Inslee called for a special state legislative session beginning on Thursday to approve a transportation package extending tax breaks for Boeing and improvements to state infrastructure.
“If we can do this in the next seven days, we can be certain that Washington’s aerospace future will be as bright as its past,” said Inslee at a press conference that was webcast from the state capital.
Boeing welcomed the agreement with the union.
“This is important to everyone with a stake in Boeing - including our employees, the community and our customers,” said Ray Conner, head of Boeing’s commercial airplanes unit, in a statement. “We look forward to the ratification (of the contract) and a long successful future as the global leader in aerospace.”
The agreement is crucial to the Seattle area, which is increasingly competing with non-unionized workers in southern states where wages are lower.
Inslee said he spoke with officials from Boeing and the machinists union earlier on Tuesday, who told him that they had reached a tentative labor agreement to be voted on next week.
The machinists union said its members will vote on a proposal guaranteeing that fuselages and wings for Boeing’s new 777X jet will be built by union members in the Puget Sound region.
In exchange for keeping the work in Boeing’s traditional labor base, the machinists’ union must ratify a new eight-year contract expiring in 2024 that includes $10,000 signing bonuses for all workers, and would make changes to the pension plan. It would also halt additions to workers’ pensions and set up a different retirement plan funded by the company, the union said.
Three sources close to the matter cautioned that details of the agreement remain subject to change. But it provides “a path” to bring the program to the state, one of the sources said. The sources spoke on condition of anonymity because details of the discussions are still confidential.

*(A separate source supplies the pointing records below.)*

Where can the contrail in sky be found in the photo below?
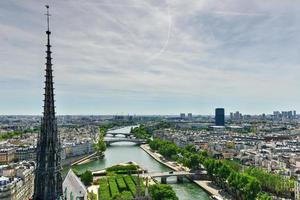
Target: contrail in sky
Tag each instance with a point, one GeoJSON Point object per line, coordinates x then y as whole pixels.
{"type": "Point", "coordinates": [166, 43]}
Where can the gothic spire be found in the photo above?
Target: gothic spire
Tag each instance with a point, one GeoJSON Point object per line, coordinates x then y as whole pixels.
{"type": "Point", "coordinates": [48, 181]}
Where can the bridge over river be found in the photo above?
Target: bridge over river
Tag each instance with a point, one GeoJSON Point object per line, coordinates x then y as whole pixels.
{"type": "Point", "coordinates": [109, 141]}
{"type": "Point", "coordinates": [164, 175]}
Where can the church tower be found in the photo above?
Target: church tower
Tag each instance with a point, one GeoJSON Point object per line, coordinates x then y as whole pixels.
{"type": "Point", "coordinates": [48, 181]}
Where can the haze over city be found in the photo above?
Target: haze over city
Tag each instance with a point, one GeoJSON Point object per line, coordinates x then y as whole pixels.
{"type": "Point", "coordinates": [152, 57]}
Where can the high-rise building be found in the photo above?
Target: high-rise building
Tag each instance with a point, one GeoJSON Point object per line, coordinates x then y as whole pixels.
{"type": "Point", "coordinates": [220, 117]}
{"type": "Point", "coordinates": [48, 181]}
{"type": "Point", "coordinates": [182, 115]}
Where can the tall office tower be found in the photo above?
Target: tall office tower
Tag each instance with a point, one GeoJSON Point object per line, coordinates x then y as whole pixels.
{"type": "Point", "coordinates": [220, 117]}
{"type": "Point", "coordinates": [48, 181]}
{"type": "Point", "coordinates": [182, 115]}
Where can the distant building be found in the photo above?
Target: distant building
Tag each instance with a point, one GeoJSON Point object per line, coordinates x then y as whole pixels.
{"type": "Point", "coordinates": [18, 184]}
{"type": "Point", "coordinates": [25, 153]}
{"type": "Point", "coordinates": [220, 117]}
{"type": "Point", "coordinates": [7, 155]}
{"type": "Point", "coordinates": [73, 188]}
{"type": "Point", "coordinates": [182, 115]}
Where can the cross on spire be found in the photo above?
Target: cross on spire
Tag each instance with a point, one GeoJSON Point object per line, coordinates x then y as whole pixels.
{"type": "Point", "coordinates": [48, 16]}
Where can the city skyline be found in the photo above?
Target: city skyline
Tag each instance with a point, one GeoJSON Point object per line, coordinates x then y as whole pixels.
{"type": "Point", "coordinates": [117, 57]}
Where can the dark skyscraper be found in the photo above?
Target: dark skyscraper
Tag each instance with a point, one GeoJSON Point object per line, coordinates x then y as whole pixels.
{"type": "Point", "coordinates": [220, 117]}
{"type": "Point", "coordinates": [48, 181]}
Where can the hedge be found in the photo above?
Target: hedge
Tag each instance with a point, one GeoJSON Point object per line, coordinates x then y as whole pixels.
{"type": "Point", "coordinates": [130, 184]}
{"type": "Point", "coordinates": [113, 186]}
{"type": "Point", "coordinates": [103, 190]}
{"type": "Point", "coordinates": [121, 183]}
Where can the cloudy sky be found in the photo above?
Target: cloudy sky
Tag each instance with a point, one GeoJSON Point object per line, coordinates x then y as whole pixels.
{"type": "Point", "coordinates": [152, 56]}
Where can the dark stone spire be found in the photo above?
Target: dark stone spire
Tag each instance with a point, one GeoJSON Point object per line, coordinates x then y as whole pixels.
{"type": "Point", "coordinates": [48, 181]}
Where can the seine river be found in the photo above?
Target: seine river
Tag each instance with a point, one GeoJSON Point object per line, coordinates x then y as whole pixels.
{"type": "Point", "coordinates": [124, 152]}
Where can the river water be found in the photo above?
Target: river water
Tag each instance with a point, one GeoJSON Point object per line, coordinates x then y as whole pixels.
{"type": "Point", "coordinates": [125, 152]}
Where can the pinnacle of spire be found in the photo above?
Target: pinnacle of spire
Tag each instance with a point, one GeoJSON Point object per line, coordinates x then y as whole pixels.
{"type": "Point", "coordinates": [48, 181]}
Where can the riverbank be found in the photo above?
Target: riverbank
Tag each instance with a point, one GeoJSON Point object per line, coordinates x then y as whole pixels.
{"type": "Point", "coordinates": [208, 186]}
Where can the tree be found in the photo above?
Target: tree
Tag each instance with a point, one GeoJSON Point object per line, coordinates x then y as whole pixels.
{"type": "Point", "coordinates": [263, 196]}
{"type": "Point", "coordinates": [87, 177]}
{"type": "Point", "coordinates": [162, 192]}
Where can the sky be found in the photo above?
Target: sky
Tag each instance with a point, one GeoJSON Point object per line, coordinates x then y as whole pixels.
{"type": "Point", "coordinates": [152, 56]}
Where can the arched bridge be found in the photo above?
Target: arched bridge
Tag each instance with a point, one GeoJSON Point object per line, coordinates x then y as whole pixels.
{"type": "Point", "coordinates": [165, 175]}
{"type": "Point", "coordinates": [109, 141]}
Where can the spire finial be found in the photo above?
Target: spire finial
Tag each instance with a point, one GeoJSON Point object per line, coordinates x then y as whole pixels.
{"type": "Point", "coordinates": [48, 16]}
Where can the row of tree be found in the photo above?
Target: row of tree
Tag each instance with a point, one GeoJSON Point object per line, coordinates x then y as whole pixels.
{"type": "Point", "coordinates": [251, 183]}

Inslee’s proposed transportation package - which must pass before Boeing agrees to locate 777X work in the state - includes the extension of all commercial airplane tax incentives until 2040 and expansion of current tax exemptions on construction of certain aerospace buildings to include all commercial airplanes and suppliers of wings and fuselages.
Reuters reported on Monday that Boeing was in advanced talks with its machinists’ union to assemble the 777X and build its wings in the Seattle area, according to several people familiar with the negotiations.